Balance scale to zero against cold starts
KEDA can scale a deployment all the way to zero when no work exists, which is the biggest cost saver for spiky workloads. The catch is the cold start: the first request after scaling to zero waits for a GPU pod, and possibly a GPU node, to come up. Decide per workload whether that wait is acceptable.
- For internal or batch style workloads, scale to zero off hours and accept the cold start.
- For user facing latency sensitive endpoints, keep a small minimum warm.
Test the autoscaling behavior
Before trusting autoscaling in production, load test it. Drive synthetic traffic that ramps up and down, and watch how quickly KEDA reacts, whether the queue stays bounded, and how long pods take to become ready. Tune the target thresholds so the system scales up before latency degrades and scales down without flapping. Flapping, where pods rapidly scale up and down, wastes money and destabilizes serving, so add cooldown settings to smooth it out.

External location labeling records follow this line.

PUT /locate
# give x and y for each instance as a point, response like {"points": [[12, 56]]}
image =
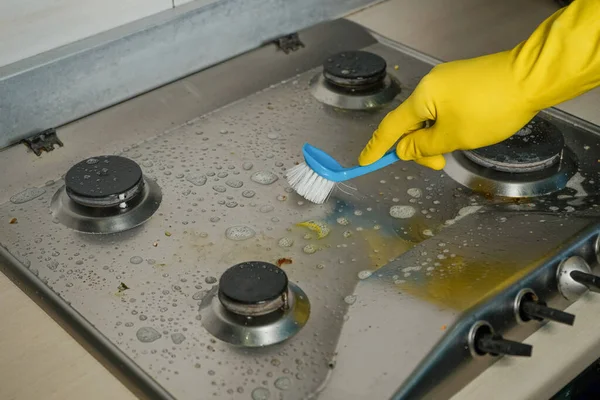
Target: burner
{"points": [[533, 162], [355, 70], [105, 194], [105, 181], [535, 147], [254, 305], [354, 80]]}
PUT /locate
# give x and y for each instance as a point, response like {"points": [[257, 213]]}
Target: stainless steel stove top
{"points": [[397, 268]]}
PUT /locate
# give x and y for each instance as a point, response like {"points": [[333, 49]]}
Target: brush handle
{"points": [[389, 158]]}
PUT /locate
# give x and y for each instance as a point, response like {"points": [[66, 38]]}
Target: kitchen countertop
{"points": [[39, 360]]}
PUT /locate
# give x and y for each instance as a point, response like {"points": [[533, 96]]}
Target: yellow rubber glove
{"points": [[483, 101]]}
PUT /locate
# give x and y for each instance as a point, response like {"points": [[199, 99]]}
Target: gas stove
{"points": [[185, 260]]}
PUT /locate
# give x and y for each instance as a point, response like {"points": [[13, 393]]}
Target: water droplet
{"points": [[178, 338], [343, 221], [147, 334], [239, 232], [402, 211], [414, 192], [264, 177], [136, 260], [364, 274], [310, 249], [27, 195], [261, 393], [234, 183], [199, 295], [266, 208], [197, 180], [283, 383], [285, 242]]}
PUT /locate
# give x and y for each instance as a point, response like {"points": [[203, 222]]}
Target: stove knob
{"points": [[592, 282], [574, 277], [529, 307], [496, 345], [483, 340], [539, 311]]}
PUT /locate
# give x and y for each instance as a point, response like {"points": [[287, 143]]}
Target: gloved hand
{"points": [[482, 101], [474, 103]]}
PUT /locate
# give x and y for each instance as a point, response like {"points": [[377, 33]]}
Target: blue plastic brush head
{"points": [[327, 167]]}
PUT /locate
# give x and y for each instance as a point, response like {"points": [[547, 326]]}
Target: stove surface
{"points": [[396, 267]]}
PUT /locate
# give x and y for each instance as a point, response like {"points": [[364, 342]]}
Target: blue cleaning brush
{"points": [[316, 178]]}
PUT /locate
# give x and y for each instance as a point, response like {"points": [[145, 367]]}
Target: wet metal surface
{"points": [[225, 201]]}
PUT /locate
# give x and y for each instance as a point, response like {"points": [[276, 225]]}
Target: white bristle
{"points": [[308, 184]]}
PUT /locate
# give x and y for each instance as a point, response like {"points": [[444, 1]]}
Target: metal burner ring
{"points": [[498, 183]]}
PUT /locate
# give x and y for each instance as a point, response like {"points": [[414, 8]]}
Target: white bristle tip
{"points": [[308, 184]]}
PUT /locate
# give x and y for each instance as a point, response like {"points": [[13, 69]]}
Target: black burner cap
{"points": [[534, 147], [103, 177], [253, 282], [354, 68]]}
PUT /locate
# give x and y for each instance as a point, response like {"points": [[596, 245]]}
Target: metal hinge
{"points": [[289, 43], [43, 141]]}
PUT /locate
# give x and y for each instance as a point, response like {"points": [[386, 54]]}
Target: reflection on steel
{"points": [[107, 219], [257, 331], [497, 183]]}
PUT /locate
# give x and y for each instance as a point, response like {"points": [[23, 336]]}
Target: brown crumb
{"points": [[283, 261]]}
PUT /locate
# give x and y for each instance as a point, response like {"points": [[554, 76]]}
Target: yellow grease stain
{"points": [[459, 285], [320, 227]]}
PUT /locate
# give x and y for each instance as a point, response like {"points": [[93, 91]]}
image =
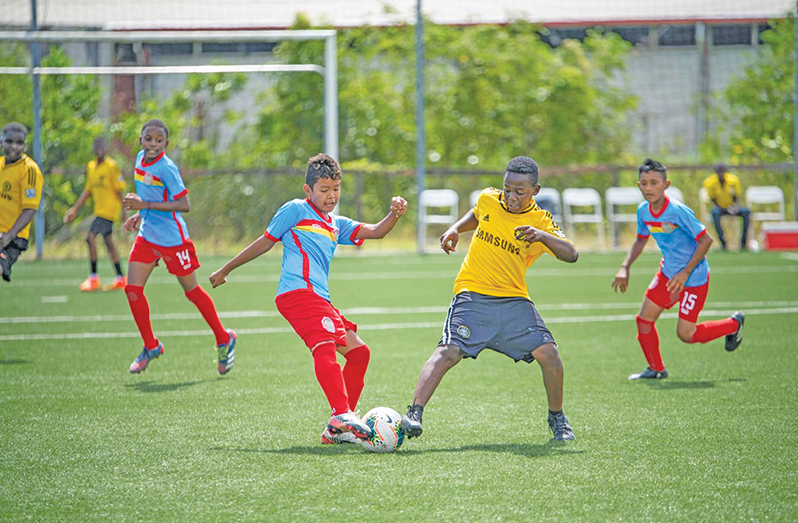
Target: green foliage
{"points": [[757, 109], [493, 92]]}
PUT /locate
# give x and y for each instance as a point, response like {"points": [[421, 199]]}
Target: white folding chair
{"points": [[548, 199], [756, 197], [473, 197], [622, 205], [445, 201], [674, 193], [583, 198]]}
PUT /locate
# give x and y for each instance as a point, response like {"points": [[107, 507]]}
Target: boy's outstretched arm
{"points": [[376, 231], [260, 246], [450, 238], [621, 280]]}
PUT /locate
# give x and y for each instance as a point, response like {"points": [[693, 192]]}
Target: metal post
{"points": [[331, 96], [795, 115], [421, 173], [37, 129]]}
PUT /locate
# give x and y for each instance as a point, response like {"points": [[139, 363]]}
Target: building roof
{"points": [[274, 14]]}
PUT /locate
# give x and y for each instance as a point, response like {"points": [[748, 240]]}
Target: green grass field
{"points": [[83, 440]]}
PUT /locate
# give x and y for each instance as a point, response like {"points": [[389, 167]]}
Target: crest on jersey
{"points": [[327, 324]]}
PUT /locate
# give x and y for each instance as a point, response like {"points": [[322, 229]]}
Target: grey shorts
{"points": [[511, 326], [101, 226]]}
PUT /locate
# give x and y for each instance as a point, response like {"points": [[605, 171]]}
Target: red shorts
{"points": [[691, 300], [313, 318], [180, 260]]}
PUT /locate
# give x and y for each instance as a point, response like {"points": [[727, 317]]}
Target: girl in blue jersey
{"points": [[160, 197], [683, 277], [310, 234]]}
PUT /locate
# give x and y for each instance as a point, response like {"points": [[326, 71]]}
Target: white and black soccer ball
{"points": [[387, 426]]}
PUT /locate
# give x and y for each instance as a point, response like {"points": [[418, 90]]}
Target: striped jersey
{"points": [[309, 239], [497, 262], [676, 231], [20, 188], [160, 181]]}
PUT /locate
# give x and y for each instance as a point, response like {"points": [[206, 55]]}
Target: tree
{"points": [[757, 109]]}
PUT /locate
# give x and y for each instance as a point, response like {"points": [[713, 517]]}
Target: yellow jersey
{"points": [[104, 181], [496, 262], [723, 194], [20, 188]]}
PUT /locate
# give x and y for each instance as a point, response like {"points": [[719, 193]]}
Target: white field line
{"points": [[371, 327], [359, 311], [608, 272]]}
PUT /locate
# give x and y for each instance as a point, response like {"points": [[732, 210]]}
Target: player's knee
{"points": [[644, 326]]}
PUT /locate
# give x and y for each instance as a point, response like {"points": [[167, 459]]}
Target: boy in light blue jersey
{"points": [[310, 234], [160, 198], [683, 276]]}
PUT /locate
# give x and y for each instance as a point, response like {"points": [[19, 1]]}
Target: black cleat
{"points": [[736, 338], [560, 427], [650, 374], [411, 422]]}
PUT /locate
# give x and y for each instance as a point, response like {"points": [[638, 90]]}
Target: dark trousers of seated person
{"points": [[743, 213]]}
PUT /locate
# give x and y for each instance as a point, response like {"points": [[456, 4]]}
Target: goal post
{"points": [[329, 69]]}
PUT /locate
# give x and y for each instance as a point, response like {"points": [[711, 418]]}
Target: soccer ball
{"points": [[387, 426]]}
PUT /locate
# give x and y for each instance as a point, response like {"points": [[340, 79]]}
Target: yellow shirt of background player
{"points": [[496, 262], [20, 188], [104, 182]]}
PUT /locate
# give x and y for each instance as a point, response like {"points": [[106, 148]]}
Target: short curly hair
{"points": [[653, 165], [524, 165], [322, 166]]}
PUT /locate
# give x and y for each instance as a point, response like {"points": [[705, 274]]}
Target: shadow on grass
{"points": [[14, 362], [149, 386], [675, 385], [529, 450]]}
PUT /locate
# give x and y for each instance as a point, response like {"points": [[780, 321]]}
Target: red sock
{"points": [[712, 330], [204, 303], [330, 377], [357, 362], [649, 340], [141, 314]]}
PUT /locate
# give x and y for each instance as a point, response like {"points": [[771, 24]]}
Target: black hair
{"points": [[15, 127], [524, 165], [155, 123], [322, 166], [653, 165]]}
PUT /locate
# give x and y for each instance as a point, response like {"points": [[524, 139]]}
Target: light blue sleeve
{"points": [[689, 222], [284, 220], [347, 230]]}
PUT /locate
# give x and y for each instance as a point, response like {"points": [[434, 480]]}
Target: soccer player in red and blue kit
{"points": [[310, 234], [683, 277], [160, 197]]}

Coordinate pod and node autoscaling
KEDA scales pods, but a pod cannot run if there is no GPU node to host it. On a cluster with a fixed node pool, KEDA can only scale up to the GPUs you already have. To scale beyond that, you pair KEDA with a cluster autoscaler that adds GPU nodes when pending pods cannot be scheduled. The two layers work in sequence: KEDA decides it needs more pods, the scheduler finds no room, and the cluster autoscaler provisions a node.
The catch is timing. Provisioning a fresh GPU node can take minutes, far longer than starting a pod on an existing node. To avoid users waiting through both delays during a spike, keep a little node headroom so KEDA can place new pods immediately, and let the cluster autoscaler refill the buffer in the background. This trades a small amount of idle node cost for much faster response to bursts.
Right size requests and limits
Autoscaling only behaves well if each pod's resource requests are accurate. If a pod requests too little GPU memory, the scheduler may pack incompatible pods onto a node and cause out of memory failures. If it requests too much, you waste capacity and scale out sooner than necessary. Set GPU requests to match what your model actually needs, including room for the batch sizes you serve.
- Request a full GPU per pod when the model needs the whole device.
- Confirm pods land only on GPU nodes using node selectors or taints.
- Leave memory headroom for peak concurrency so batching does not trigger out of memory errors.
Accurate sizing makes the autoscaler's decisions trustworthy, because each added pod delivers the throughput you assumed when you set the scaling thresholds.
Conclusion
KEDA brings demand aware autoscaling to GPU inference on Kubernetes, scaling pods on signals that reflect real load rather than misleading CPU numbers. Choose a metric like queue depth, set sensible replica bounds, account for slow GPU startup with a warm minimum, and decide deliberately where scale to zero is worth the cold start. With careful thresholds and load testing, you get inference that grows with demand and shrinks your bill when traffic fades.